This is a script to simulate missing data.

Since our datasets are too perfect, we create some missing data and generate new csv files.

So we can simulate the real situations.

In [8]:
import pandas as pd

# Define file paths
file1 = 'Health_Sleep_Statistics.csv'
file2 = 'ss.csv'

# Load the datasets
df1 = pd.read_csv(file1)
df2 = pd.read_csv(file2)

For the first data set, we generated 3% randomly missing data to simulate MCAR.

In [21]:
import numpy as np

def introduce_missing_values(df, missing_percent):
    # Make a copy of the original dataframe to not modify the original
    df_missing = df.copy()
    
    # Calculate the total number of values in the dataset
    total_values = df_missing.size
    
    # Calculate the number of missing values to introduce
    num_missing = int(missing_percent * total_values)
    
    # Randomly select indices to replace with NaN
    for _ in range(num_missing):
        i = np.random.randint(0, df_missing.shape[0])  # row index
        j = np.random.randint(0, df_missing.shape[1])  # column index
        df_missing.iat[i, j] = np.nan
    
    return df_missing

# Apply the function to dataset
df1_missing = introduce_missing_values(df1, missing_percent=0.03)

df1_missing.describe()

# Save to a new csv file.
df1_missing.to_csv('dataset1_with_missing_values.csv', index=False)

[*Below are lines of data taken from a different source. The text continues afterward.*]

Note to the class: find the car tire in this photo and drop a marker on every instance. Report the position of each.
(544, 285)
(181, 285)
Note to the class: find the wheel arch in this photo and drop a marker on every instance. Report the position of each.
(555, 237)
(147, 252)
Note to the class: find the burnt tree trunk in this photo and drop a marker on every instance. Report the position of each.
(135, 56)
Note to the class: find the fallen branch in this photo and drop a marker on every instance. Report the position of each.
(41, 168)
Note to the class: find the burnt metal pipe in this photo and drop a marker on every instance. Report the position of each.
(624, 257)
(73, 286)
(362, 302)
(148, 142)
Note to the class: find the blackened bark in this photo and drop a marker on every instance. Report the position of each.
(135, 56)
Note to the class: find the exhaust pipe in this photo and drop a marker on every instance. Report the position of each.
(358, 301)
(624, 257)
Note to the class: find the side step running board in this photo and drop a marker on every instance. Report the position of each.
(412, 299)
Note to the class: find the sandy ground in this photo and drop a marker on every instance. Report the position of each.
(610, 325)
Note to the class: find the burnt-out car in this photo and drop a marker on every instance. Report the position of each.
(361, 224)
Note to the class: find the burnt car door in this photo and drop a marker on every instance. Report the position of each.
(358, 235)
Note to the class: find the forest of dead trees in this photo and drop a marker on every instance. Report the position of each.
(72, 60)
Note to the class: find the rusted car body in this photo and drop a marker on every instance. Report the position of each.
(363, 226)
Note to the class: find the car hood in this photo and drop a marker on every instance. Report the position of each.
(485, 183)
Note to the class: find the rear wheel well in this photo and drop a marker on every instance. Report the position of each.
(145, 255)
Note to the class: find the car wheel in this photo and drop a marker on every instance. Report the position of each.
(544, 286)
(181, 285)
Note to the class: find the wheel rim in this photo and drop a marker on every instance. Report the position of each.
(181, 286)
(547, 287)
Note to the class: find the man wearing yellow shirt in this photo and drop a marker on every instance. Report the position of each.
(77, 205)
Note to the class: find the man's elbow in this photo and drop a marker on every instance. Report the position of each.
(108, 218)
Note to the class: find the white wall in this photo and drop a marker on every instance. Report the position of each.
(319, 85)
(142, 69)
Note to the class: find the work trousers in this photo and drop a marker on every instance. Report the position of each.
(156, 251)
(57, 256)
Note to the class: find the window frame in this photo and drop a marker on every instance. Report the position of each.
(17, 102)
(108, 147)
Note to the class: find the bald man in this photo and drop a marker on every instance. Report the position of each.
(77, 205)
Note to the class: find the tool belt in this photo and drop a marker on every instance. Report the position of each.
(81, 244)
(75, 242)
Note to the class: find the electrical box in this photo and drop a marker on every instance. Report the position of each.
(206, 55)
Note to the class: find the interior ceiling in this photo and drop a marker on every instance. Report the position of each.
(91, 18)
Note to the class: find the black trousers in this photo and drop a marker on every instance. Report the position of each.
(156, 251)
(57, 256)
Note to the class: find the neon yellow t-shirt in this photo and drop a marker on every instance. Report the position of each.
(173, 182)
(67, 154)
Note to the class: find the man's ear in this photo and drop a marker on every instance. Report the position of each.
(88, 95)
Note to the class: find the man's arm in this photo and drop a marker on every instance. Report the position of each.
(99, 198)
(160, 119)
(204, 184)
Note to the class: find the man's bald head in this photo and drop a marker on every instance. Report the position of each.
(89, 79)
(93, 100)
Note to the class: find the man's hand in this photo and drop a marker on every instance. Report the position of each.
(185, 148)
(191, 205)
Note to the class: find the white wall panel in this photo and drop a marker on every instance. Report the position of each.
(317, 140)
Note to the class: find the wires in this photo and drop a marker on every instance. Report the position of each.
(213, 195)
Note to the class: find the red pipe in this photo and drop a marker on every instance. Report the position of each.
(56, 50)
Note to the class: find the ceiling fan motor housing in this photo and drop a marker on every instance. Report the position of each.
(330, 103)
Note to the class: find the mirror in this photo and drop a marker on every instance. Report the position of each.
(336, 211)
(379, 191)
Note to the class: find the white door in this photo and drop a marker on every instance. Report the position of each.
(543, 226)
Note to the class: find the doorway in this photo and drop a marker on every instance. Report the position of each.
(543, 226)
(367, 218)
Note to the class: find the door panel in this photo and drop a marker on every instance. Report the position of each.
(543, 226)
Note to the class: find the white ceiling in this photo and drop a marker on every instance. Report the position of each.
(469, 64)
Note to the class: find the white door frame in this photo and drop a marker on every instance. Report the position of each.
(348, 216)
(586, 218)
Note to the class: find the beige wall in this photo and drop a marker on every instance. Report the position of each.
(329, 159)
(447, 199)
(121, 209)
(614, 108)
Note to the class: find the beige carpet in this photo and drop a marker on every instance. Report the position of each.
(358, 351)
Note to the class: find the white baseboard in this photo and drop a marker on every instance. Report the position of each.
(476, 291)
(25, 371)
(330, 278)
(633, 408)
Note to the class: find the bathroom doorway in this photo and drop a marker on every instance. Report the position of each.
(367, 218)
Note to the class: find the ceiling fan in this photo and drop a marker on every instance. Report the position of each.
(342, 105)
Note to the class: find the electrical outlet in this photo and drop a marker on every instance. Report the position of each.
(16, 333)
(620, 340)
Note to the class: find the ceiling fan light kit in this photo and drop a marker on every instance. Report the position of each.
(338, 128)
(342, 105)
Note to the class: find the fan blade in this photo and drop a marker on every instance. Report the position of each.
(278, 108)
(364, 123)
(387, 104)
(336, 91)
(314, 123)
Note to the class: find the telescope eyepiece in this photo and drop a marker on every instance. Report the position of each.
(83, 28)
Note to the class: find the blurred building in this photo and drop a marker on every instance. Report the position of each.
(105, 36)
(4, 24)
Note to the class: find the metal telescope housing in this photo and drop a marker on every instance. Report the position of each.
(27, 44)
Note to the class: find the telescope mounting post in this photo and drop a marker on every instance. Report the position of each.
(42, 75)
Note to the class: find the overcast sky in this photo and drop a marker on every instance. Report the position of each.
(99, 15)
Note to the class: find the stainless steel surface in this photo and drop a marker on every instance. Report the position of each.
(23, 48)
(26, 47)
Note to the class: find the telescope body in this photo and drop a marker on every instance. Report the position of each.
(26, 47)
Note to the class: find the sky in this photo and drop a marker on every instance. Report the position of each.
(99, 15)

For the second data set, we create missing values by this rule: any person who have age above 50, they have 90% chance of missing the daily steps.
We simulated MNAR, since it is inconvenient for people to exercise as they get older.

In [23]:
def apply_age_based_missing_values(df, age_column, age_threshold, target_column, missing_probability):
    df_missing = df.copy()
    
    # Apply condition for rows where age is greater than the threshold
    for index, row in df_missing.iterrows():
        if row[age_column] > age_threshold:
            # Apply 90% chance of making the 'Daily Steps' column value NaN
            if np.random.rand() < missing_probability:
                df_missing.at[index, target_column] = np.nan
    
    return df_missing

# Apply the function to dataset
df2_missing = apply_age_based_missing_values(df2, age_column='Age', age_threshold=50, target_column='Daily Steps', missing_probability=0.9)

df2_missing.describe()

# Save to a new csv file.
df2_missing.to_csv('dataset2_with_missing_values.csv', index=False)

Now, we have two datasets containing missing values.

Use these two datasets for subsequent analysis.